Se fosse un eroe, non dico romantico, ma decadente, la clausura domestica lo condurrebbe a praticare un ostinato approfondimento di ciò che si è e di ciò che non si riesce a essere. Ma Edo non fa nulla, rimedia i pasti e parla poche parole, ché le uniche buone sembra recitarsele solo in testa; facendosi scivolare sull’impermeabile piumaggio della propria ipnotica atarassia gli inviti e le preghiere degli zii, accoglie tra le mura – senza volerla, senza rifiutarla – la compagnia delle gemelline Rovati, Greta e Lavinia, di Enea che s’accula prima della soglia e narra al padroncino di casa di avventure con la bicicletta, di un surreale rappresentante d’aspirapolveri ossessionato dai microbi, del terzetto di bulli (Seba, Carli e Draeger) che riddano in salotto, fumando e urlando. I colloqui decadono a rumore di sottofondo sebbene da Edo non facciano altro che parlare, tutti: “attaccavano con un discorso, ne appiccicavano un secondo, ne sovrapponevano un terzo, v’innestavano un quarto, ritornavano al primo”.

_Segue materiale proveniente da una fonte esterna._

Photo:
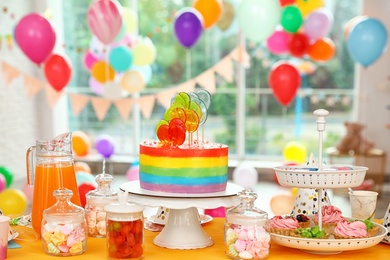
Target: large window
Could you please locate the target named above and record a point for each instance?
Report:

Finché pian piano la casa si svuota delle persone, Edo sgombera i mobili della stanza che fu dei genitori, ricopre tutto con la pellicola trasparente e si automummifica con la garza. Desidera cancellarsi e cassare la propria esistenza, così, senza enfasi; non c’è dolore, non una lacrima, nessun cenno alla disgrazia che ha inghiottito papà e mamma. Ne esce la figura di un mondo inutile dal quale assentarsi facendo di se stessi un carapace, e eludendo la costruzione di un destino reificato e coatto: “trovavo insopportabile che fosse stato stilato un catalogo di cose utili da mettermi a disposizione. Ci voleva della malafede, la volontà subdola di darmi un posto e qualcosa da fare”.